![]() |
Windows Live® Search Results
Windows Live® Search Results Cambridge (city, United States)Encyclopedia Article
Cambridge (city, United States), city, Massachusetts, United States. Cambridge is a noted educational and research centre: it is the seat of Harvard University (1636), the first college in North America; Massachusetts Institute of Technology (1861); Radcliffe College (1879); and Lesley College (1909). Its printing and publishing industry dates from 1638, when the first printing press in America was established here. Rubber goods, electronic equipment, scientific instruments, confectionery, and meat products are also manufactured. The city's historic structures include the house George Washington used as his headquarters after assuming command of the Continental army in 1775; it later became the home of the 19th-century poet Henry Wadsworth Longfellow. Among the many other notable 19th-century people who lived in Cambridge were the author-physician Oliver Wendell Holmes and the poet-diplomat James Russell Lowell.
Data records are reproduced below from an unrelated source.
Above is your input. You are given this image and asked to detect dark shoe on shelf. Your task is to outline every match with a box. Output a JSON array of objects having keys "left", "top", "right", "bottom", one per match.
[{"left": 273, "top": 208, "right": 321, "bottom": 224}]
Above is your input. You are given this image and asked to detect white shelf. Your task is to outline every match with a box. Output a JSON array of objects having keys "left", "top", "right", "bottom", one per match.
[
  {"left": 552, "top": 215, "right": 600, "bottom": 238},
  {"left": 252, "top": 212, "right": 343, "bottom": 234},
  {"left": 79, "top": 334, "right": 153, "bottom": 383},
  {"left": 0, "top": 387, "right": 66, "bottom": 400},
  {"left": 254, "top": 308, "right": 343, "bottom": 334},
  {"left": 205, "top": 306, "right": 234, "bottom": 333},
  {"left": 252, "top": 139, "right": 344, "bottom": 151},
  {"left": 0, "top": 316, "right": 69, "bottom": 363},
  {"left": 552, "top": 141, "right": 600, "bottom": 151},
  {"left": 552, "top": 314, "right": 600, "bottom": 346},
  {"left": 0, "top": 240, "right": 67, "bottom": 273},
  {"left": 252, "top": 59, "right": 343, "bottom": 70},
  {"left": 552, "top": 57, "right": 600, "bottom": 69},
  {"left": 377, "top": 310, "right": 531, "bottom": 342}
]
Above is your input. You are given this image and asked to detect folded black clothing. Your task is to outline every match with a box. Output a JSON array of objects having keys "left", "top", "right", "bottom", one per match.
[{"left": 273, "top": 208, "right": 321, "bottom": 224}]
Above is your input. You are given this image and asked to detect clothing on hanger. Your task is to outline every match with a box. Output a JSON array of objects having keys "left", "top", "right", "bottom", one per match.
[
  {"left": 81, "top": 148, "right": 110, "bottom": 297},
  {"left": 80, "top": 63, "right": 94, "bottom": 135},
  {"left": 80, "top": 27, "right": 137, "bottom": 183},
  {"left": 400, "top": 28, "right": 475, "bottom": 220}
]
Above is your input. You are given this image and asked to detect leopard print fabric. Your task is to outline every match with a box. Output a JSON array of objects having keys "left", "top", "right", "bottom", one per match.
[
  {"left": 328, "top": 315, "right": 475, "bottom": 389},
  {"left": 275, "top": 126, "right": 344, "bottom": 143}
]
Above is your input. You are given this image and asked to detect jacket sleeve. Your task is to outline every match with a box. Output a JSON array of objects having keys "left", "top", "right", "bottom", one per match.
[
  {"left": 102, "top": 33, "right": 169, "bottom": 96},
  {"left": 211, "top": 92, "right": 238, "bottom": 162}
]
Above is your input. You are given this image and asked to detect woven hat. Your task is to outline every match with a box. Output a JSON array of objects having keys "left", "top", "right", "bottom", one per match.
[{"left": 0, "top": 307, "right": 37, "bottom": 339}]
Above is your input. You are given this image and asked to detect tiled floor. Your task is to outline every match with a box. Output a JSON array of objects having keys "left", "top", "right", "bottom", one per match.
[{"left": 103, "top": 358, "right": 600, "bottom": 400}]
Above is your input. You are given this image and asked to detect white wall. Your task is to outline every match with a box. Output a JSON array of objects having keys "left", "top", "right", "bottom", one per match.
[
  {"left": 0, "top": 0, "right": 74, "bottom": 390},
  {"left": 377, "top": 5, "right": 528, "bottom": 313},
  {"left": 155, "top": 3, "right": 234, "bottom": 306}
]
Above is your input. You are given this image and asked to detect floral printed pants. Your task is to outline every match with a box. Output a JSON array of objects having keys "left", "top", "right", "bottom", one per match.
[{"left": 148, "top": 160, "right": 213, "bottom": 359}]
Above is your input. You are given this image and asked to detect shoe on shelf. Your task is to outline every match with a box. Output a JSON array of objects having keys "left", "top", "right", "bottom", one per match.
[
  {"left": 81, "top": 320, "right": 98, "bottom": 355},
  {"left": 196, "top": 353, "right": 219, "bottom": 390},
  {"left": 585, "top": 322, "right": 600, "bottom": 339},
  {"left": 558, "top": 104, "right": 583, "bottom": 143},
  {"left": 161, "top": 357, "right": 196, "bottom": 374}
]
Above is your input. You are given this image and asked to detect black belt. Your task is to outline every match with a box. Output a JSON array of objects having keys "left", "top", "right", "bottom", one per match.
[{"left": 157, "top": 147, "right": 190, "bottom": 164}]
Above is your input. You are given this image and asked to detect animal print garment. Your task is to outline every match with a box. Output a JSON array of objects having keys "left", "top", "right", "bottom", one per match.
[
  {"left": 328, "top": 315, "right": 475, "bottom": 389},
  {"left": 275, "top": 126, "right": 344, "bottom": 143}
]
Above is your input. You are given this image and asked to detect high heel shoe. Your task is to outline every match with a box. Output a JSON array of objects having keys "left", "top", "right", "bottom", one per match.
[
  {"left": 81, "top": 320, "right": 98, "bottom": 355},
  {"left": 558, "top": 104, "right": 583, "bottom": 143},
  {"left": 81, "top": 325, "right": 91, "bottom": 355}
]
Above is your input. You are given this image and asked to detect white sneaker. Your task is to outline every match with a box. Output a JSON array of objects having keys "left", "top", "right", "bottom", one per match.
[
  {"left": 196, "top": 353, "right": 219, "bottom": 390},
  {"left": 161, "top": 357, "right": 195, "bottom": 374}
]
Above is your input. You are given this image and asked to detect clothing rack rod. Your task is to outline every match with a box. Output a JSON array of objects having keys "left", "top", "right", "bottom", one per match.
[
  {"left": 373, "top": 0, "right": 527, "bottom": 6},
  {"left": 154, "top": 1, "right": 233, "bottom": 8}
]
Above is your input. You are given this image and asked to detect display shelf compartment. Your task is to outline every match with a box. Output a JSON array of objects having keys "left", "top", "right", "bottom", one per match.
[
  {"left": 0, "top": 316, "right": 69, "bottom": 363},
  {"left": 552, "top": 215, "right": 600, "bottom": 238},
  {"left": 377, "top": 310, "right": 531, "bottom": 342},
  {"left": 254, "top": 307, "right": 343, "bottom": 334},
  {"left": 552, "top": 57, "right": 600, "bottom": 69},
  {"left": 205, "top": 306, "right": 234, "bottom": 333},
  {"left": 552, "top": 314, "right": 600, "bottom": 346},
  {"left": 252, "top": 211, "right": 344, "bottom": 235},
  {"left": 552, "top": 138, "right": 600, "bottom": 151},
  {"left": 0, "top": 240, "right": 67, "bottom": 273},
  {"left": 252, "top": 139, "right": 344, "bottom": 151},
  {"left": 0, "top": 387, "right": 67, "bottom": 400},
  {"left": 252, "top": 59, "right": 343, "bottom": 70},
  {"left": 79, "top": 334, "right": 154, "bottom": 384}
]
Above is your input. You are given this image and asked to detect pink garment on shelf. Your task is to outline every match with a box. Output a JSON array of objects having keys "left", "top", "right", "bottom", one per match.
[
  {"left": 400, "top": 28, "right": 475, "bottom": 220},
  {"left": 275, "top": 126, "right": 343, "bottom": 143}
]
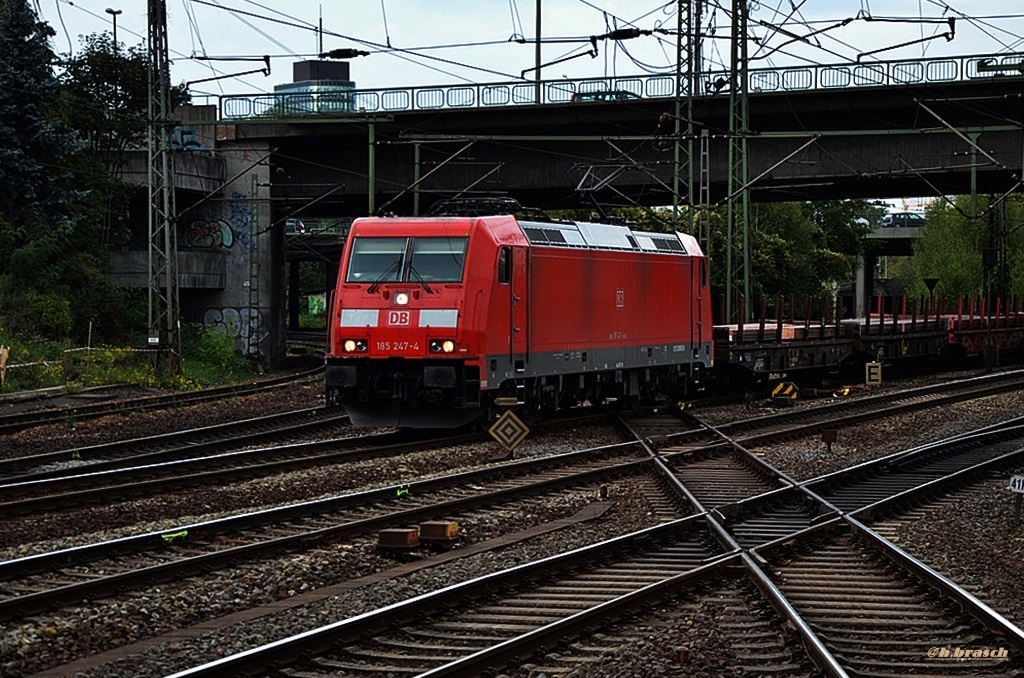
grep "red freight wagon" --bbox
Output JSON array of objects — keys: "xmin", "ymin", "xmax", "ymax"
[{"xmin": 327, "ymin": 215, "xmax": 712, "ymax": 427}]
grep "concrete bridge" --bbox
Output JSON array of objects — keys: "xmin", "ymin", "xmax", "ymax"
[{"xmin": 115, "ymin": 54, "xmax": 1024, "ymax": 362}]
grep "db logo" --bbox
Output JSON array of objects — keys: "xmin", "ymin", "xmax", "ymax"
[{"xmin": 387, "ymin": 310, "xmax": 410, "ymax": 327}]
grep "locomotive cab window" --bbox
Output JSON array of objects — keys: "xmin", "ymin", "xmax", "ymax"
[
  {"xmin": 406, "ymin": 238, "xmax": 469, "ymax": 283},
  {"xmin": 345, "ymin": 238, "xmax": 469, "ymax": 283},
  {"xmin": 345, "ymin": 238, "xmax": 409, "ymax": 283},
  {"xmin": 498, "ymin": 247, "xmax": 512, "ymax": 285}
]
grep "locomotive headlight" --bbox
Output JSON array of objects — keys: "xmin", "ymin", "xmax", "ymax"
[
  {"xmin": 430, "ymin": 339, "xmax": 455, "ymax": 353},
  {"xmin": 341, "ymin": 339, "xmax": 367, "ymax": 353}
]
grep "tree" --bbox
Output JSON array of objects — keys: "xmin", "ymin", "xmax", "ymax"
[
  {"xmin": 0, "ymin": 0, "xmax": 74, "ymax": 233},
  {"xmin": 911, "ymin": 196, "xmax": 1024, "ymax": 298},
  {"xmin": 0, "ymin": 0, "xmax": 150, "ymax": 341}
]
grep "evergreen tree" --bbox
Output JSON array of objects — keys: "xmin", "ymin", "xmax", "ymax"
[{"xmin": 0, "ymin": 0, "xmax": 73, "ymax": 231}]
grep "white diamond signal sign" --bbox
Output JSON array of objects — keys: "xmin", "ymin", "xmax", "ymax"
[{"xmin": 487, "ymin": 410, "xmax": 529, "ymax": 450}]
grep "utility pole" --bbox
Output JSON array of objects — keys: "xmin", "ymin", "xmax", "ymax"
[
  {"xmin": 534, "ymin": 0, "xmax": 544, "ymax": 103},
  {"xmin": 725, "ymin": 0, "xmax": 752, "ymax": 323},
  {"xmin": 147, "ymin": 0, "xmax": 181, "ymax": 374}
]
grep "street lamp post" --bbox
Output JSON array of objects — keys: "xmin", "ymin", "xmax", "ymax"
[{"xmin": 105, "ymin": 7, "xmax": 122, "ymax": 50}]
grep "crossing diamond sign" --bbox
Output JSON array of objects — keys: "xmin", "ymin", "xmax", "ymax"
[{"xmin": 487, "ymin": 410, "xmax": 529, "ymax": 451}]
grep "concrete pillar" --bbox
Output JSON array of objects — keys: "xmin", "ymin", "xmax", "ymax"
[{"xmin": 288, "ymin": 261, "xmax": 299, "ymax": 332}]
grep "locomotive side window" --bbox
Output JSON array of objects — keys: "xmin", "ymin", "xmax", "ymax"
[
  {"xmin": 346, "ymin": 238, "xmax": 409, "ymax": 283},
  {"xmin": 406, "ymin": 238, "xmax": 469, "ymax": 283},
  {"xmin": 498, "ymin": 247, "xmax": 512, "ymax": 285}
]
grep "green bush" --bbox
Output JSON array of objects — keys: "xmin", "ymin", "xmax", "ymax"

Other points of interest are Harvard Square; the Schlesinger Library at Radcliffe, specializing in American women's history, and housing papers of Julia Ward Howe, Susan B. Anthony, Harriet Beecher Stowe, Elizabeth Cady Stanton, Amelia Earhart, and others; and Harvard's Widener Library, which displays a Gutenberg Bible. Founded as New Towne in 1630, the city was the capital of Massachusetts Bay Colony until 1634. It was renamed in 1638 after Cambridge in England. Population (1980) 95,322; (1990) 95,802.